Former Iowa webcam-abortion clinic now pro-life health center

By Roger Drinnon

CRESTON, Iowa — Local church and community members celebrated during the dedication of a pro-life pregnancy and women’s health resource center here Aug. 15 — the result of community efforts to repurpose a former Planned Parenthood facility known for conducting controversial telemedicine “webcam” abortions.

From left, Sweet Rose and Arnie Suan chat with Barb Erickson in the boutique of donated baby clothes and supplies during an Aug. 15 tour of the newly-opened Iowa Life Care Clinic in Creston, Iowa. The clinic opened out of a former Planned Parenthood facility once known for its controversial “telemedicine” abortions. (LCMS/Erik M. Lunsford)

From left, Sweet Rose and Arnie Suan chat with Barb Erickson in the boutique of donated baby clothes and supplies during an Aug. 15 tour of the newly-opened Iowa Life Care Clinic in Creston, Iowa. The clinic opened out of a former Planned Parenthood facility once known for its controversial “telemedicine” abortions. (LCMS/Erik M. Lunsford)

Until Planned Parenthood announced the closing of its Creston satellite clinic last year, local women experiencing unplanned pregnancies were offered controversial telemedicine abortions there. The process, also called “webcam” abortion, involves a doctor seeing the patient only by remote video teleconference. If the patient agrees, the doctor remotely dispenses two abortion medications. The first medication, reportedly the abortion pill RU-486, must be taken by the patient during the video teleconference. The second medication, such as misoprostol or Cytotec, is taken by the patient later (even at home), after which the aborted baby is delivered.
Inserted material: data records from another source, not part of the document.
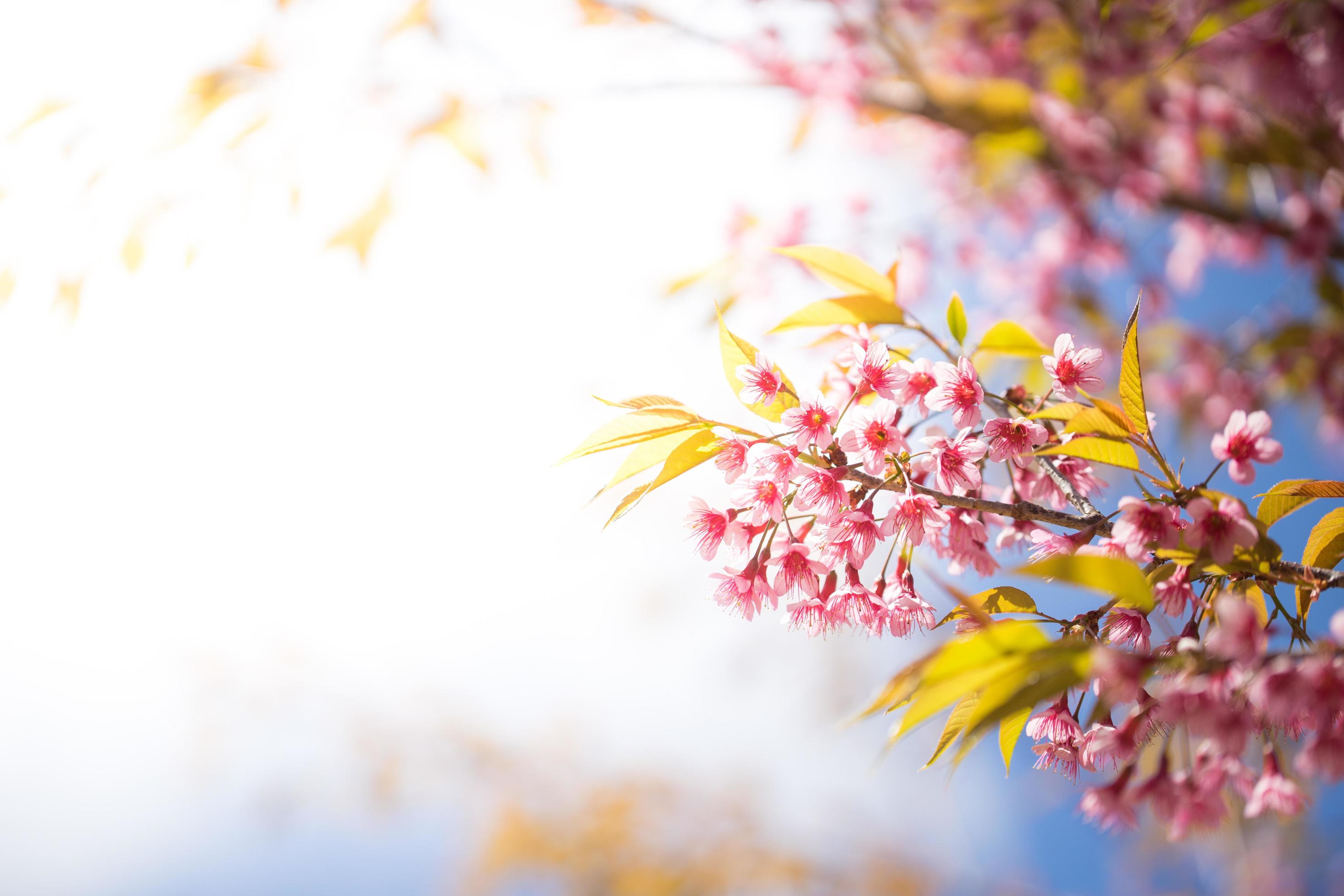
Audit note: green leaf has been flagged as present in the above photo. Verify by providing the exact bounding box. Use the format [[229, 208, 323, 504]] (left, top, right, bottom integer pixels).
[[998, 707, 1031, 775], [719, 306, 798, 423], [975, 321, 1050, 357], [948, 293, 966, 345], [1036, 435, 1138, 470], [1120, 293, 1148, 432], [1016, 554, 1153, 611], [770, 295, 906, 333], [774, 246, 896, 302]]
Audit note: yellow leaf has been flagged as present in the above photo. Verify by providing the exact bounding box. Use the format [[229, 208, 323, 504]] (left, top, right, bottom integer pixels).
[[925, 694, 980, 768], [946, 293, 966, 345], [1036, 435, 1138, 470], [1120, 293, 1148, 432], [998, 707, 1031, 775], [770, 295, 906, 333], [719, 306, 798, 423], [326, 187, 392, 265], [774, 246, 896, 302], [1016, 554, 1153, 611], [556, 407, 708, 464], [1064, 407, 1129, 438], [1255, 480, 1316, 528], [976, 321, 1050, 357]]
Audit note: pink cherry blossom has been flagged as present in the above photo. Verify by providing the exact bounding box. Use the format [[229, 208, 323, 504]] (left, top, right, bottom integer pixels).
[[685, 498, 747, 560], [925, 357, 985, 428], [1185, 498, 1259, 563], [1211, 411, 1284, 485], [923, 426, 988, 492], [732, 352, 784, 407], [984, 416, 1050, 468], [1040, 333, 1104, 402], [779, 392, 840, 451], [840, 399, 910, 475]]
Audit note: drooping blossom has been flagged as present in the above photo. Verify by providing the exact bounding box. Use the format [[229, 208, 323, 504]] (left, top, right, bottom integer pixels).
[[1040, 333, 1105, 402], [984, 416, 1050, 468], [892, 357, 938, 419], [925, 357, 985, 428], [921, 426, 988, 492], [1210, 411, 1284, 485], [1185, 498, 1259, 563], [779, 392, 840, 451], [840, 399, 910, 475], [1113, 496, 1180, 560], [732, 352, 784, 407], [882, 492, 948, 545], [685, 498, 747, 560]]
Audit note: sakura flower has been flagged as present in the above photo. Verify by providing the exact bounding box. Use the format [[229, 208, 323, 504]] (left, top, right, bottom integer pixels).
[[779, 392, 840, 451], [882, 492, 948, 545], [1040, 333, 1104, 402], [840, 400, 910, 475], [685, 498, 747, 560], [1185, 498, 1259, 563], [852, 341, 898, 399], [925, 357, 985, 428], [1105, 607, 1153, 653], [892, 357, 938, 418], [1210, 411, 1284, 485], [732, 352, 784, 407], [984, 416, 1050, 468], [923, 426, 988, 492], [731, 477, 784, 525], [1113, 496, 1180, 560]]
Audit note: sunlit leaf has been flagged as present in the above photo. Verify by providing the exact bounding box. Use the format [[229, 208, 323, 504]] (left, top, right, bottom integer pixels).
[[770, 295, 906, 333], [774, 246, 896, 302], [1120, 294, 1148, 432], [1036, 435, 1138, 470], [1016, 554, 1153, 610]]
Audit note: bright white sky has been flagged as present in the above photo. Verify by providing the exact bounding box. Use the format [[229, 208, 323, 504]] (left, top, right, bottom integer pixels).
[[0, 0, 1062, 893]]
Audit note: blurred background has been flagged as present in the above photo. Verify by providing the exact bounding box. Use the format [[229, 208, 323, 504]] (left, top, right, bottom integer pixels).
[[0, 0, 1344, 895]]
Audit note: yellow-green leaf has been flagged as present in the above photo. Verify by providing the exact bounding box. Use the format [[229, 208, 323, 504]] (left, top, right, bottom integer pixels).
[[1016, 554, 1153, 611], [948, 293, 966, 344], [719, 306, 798, 423], [1036, 435, 1138, 470], [976, 321, 1050, 357], [774, 246, 896, 302], [1120, 293, 1148, 432], [770, 295, 906, 333], [1255, 480, 1316, 528], [558, 407, 708, 464], [998, 707, 1031, 775]]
Upon learning about this practice, pro-life members of the community came together to pray for the Planned Parenthood clinic’s staff, the unborn and also for women experiencing unplanned pregnancies.  

“During Lent of 2014, the community sponsored a ‘40 Days for Life’ prayer vigil at the Creston [Planned Parenthood] clinic,” said the Rev. Jonathan Watt, pastor of nearby Trinity Evangelical Lutheran Church. “It was well-attended. We prayed for the workers and that God would intervene to save the lives of the children who would be killed by the ‘telemed’ procedure.”
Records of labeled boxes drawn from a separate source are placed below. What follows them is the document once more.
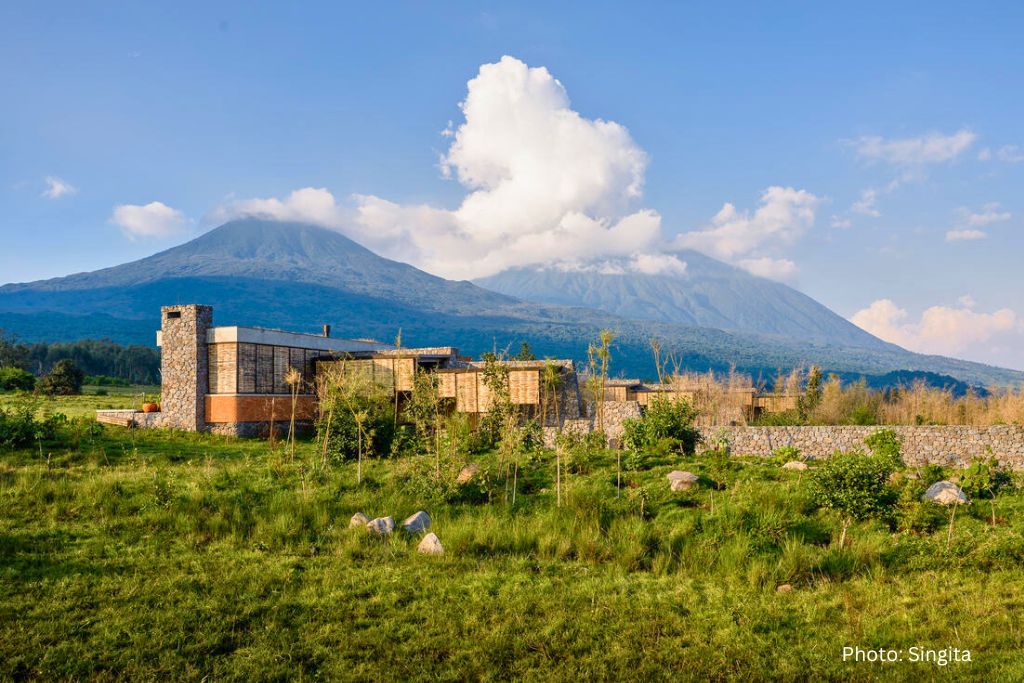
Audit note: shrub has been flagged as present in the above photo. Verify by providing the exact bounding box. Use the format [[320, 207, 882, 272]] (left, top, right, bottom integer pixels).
[[557, 430, 605, 474], [771, 445, 800, 462], [0, 368, 36, 391], [39, 358, 85, 396], [864, 429, 903, 469], [0, 400, 67, 449], [961, 458, 1014, 498], [811, 453, 893, 547]]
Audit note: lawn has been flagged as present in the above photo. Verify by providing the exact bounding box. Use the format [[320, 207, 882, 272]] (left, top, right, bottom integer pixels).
[[0, 396, 1024, 680]]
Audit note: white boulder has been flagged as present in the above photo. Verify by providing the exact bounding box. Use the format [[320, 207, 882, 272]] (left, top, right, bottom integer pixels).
[[666, 470, 700, 490], [416, 531, 444, 555], [923, 480, 971, 505], [367, 517, 394, 536], [401, 510, 430, 533]]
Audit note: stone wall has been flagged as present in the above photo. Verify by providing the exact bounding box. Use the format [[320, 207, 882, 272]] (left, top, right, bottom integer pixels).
[[701, 425, 1024, 469], [160, 304, 213, 431], [544, 400, 642, 447]]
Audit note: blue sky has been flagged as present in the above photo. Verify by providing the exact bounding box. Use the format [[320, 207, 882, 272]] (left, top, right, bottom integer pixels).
[[0, 2, 1024, 368]]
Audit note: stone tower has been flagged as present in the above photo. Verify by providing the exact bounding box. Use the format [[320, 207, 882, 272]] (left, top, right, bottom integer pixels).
[[160, 304, 213, 431]]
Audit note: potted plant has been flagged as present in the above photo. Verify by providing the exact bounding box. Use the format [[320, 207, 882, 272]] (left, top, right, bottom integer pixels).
[[142, 395, 160, 413]]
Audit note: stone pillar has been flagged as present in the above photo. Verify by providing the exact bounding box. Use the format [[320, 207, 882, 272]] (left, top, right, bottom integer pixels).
[[160, 304, 213, 431]]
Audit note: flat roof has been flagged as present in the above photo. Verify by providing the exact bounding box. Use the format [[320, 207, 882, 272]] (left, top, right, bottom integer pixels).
[[206, 327, 394, 353]]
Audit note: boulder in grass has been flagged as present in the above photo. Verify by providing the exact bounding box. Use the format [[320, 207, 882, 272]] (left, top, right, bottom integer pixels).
[[367, 517, 394, 536], [666, 470, 700, 490], [416, 531, 444, 555], [923, 480, 971, 505], [455, 463, 480, 485], [401, 510, 430, 533]]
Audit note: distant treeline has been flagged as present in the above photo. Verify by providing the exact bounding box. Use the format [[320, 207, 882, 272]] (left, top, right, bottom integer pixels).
[[0, 331, 160, 384]]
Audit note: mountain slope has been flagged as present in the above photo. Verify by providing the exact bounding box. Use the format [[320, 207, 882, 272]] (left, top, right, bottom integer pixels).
[[0, 220, 1024, 384], [475, 250, 891, 349]]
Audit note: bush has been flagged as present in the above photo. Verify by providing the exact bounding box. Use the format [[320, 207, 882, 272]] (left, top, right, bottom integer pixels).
[[39, 358, 85, 396], [811, 453, 893, 546], [771, 445, 800, 462], [0, 400, 67, 449], [623, 396, 700, 456], [961, 458, 1014, 498], [864, 429, 903, 469], [0, 368, 36, 391]]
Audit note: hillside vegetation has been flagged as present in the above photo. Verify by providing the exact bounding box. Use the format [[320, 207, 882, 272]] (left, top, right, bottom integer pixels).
[[0, 393, 1024, 680]]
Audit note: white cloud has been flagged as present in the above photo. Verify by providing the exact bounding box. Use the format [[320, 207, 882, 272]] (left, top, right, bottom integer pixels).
[[736, 256, 798, 283], [829, 214, 853, 230], [204, 187, 350, 227], [946, 230, 988, 242], [673, 186, 821, 280], [850, 189, 882, 218], [630, 254, 686, 275], [956, 203, 1013, 227], [208, 56, 666, 279], [845, 128, 978, 166], [111, 202, 191, 240], [995, 144, 1024, 164], [850, 297, 1024, 362], [40, 175, 78, 200]]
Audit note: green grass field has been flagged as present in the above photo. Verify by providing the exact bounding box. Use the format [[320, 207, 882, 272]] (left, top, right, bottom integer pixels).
[[0, 395, 1024, 681]]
Watt, who has been pastor at Trinity for seven years and who is the life coordinator for the LCMS Iowa District West, said at one point he and other attendees somewhat jokingly discussed establishing a pro-life clinic, if the Planned Parenthood clinic closed — “jokingly” only because it seemed like an extremely unlikely event.

“We didn’t realize at the time that God would answer our prayers by doing that very thing. After the clinic was closed, the community formed a committee to explore the possibility of opening a [pro-life] crisis-pregnancy center in Creston,” said Watt.

Community members asked Watt to chair the committee. He said that after the committee researched alternatives, members ultimately asked the Iowa Life Care (LC) Clinic in nearby Stuart, Iowa, to open a satellite clinic in Creston. He said it made sense to the committee to capitalize on an existing pro-life clinic with established infrastructure and services.

In response to the community’s plans, a former manager of the Creston Planned Parenthood clinic penned a scathing commentary published in the Creston newspaper in March, alleging the new pro-life clinic would be biased and that it would not provide appropriate care. Despite the negative press, the Creston clinic opened in July as a second Iowa LC Clinic — an extension of the Stuart clinic established just a few years earlier.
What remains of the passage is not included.